In 1874, Strauss heard his first Wagner operas, Lohengrin and Tannhäuser.[5] In 1878 he attended performances of Die Walküre and Siegfried in Munich, and in 1879 he attended performances of the entire Ring Cycle, Die Meistersinger von Nürnberg, and Tristan und Isolde.[3] The influence of Wagner's music on Strauss's style was to be profound, but at first his musically conservative father forbade him to study it. Indeed, in the Strauss household, the music of Richard Wagner was viewed with deep suspicion, and it was not until the age of 16 that Strauss was able to obtain a score of Tristan und Isolde.[5] In 1882 he went to the Bayreuth Festival to hear his father perform in the world premiere of Wagner's Parsifal; after which surviving letters to his father and to Thuille detail his seemingly negative impression of Wagner and his music.[3] In later life, Strauss said that he deeply regretted the conservative hostility to Wagner's progressive works.[5]

In early 1882, in Vienna, Strauss gave the first performance of his Violin Concerto in D minor, playing a piano reduction of the orchestral part himself, with his teacher Benno Walter as soloist. The same year he entered Ludwig Maximilian University of Munich, where he studied philosophy and art history, but not music. He left a year later to go to Berlin, where he studied briefly before securing a post with the Meiningen Court Orchestra as assistant conductor to Hans von Bülow, who had been enormously impressed by the young composer's Serenade (Op. 7) for wind instruments, composed when he was only 16 years of age. Strauss learned the art of conducting by observing Bülow in rehearsal. Bülow was very fond of the young man, and Strauss considered him as his greatest conducting mentor, often crediting him as teaching him "the art of interpretation".[3] He notably Under Bülow's baton he made his first major appearance as a concert pianist, perform Mozart's Piano Concerto No. 24, for which he composed his own cadenzas.[3]

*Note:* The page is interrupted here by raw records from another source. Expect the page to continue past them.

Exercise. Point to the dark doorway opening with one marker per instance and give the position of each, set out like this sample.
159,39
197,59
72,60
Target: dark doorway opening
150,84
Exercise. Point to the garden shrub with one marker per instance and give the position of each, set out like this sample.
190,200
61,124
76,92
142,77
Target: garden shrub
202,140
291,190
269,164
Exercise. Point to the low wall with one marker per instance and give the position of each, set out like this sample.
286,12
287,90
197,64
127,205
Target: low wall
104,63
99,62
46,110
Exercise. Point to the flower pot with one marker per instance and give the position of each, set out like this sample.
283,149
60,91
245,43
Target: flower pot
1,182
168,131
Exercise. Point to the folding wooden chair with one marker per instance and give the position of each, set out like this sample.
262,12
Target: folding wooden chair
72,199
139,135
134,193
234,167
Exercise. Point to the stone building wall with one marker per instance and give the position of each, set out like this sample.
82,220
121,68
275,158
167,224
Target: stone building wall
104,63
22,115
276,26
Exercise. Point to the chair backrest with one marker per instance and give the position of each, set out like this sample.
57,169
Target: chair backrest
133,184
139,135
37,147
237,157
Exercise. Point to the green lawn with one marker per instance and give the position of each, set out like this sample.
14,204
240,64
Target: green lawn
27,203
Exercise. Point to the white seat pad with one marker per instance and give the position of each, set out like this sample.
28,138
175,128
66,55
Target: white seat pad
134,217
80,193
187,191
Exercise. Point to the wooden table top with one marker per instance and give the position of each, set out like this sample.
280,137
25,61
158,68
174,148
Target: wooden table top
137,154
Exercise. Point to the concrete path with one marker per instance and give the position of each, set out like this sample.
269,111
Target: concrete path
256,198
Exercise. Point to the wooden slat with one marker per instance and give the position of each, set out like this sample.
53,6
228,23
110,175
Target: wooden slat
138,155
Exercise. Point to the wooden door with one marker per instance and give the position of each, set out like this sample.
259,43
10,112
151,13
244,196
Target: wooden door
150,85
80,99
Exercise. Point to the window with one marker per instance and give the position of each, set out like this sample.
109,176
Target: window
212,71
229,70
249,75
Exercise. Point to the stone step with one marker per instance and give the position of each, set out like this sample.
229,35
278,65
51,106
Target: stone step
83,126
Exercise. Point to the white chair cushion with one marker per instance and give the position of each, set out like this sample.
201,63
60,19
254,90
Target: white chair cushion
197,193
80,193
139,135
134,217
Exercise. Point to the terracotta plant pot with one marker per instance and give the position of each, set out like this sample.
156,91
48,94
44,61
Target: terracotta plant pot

In December 1885, Bülow unexpectedly resigned from his post, and Strauss was left to lead the Meiningen Court Orchestra as interim principal conductor for the remainder of the artistic season through April 1856.[3] He notably helped prepare the orchestra for the world premiere performance of Johannes Brahms's Symphony No. 4, which Brahms himself conducted. He also conducted his Symphony No. 2 for Brahms, who advised Strauss: "Your symphony contains too much playing about with themes. This piling up of many themes based on a triad, which differ from one another only in rhythm, has no value."[3] Brahms' music, like Wagner's, also left a tremendous impression upon Strauss, and he often referred to this time of his life as his ‘Brahmsschwärmerei’ (‘Brahms adoration’) during which several his compositions clearly show Brahms' influence, including Wandrers Sturmlied (1884) and Burleske (1885–6)."[3]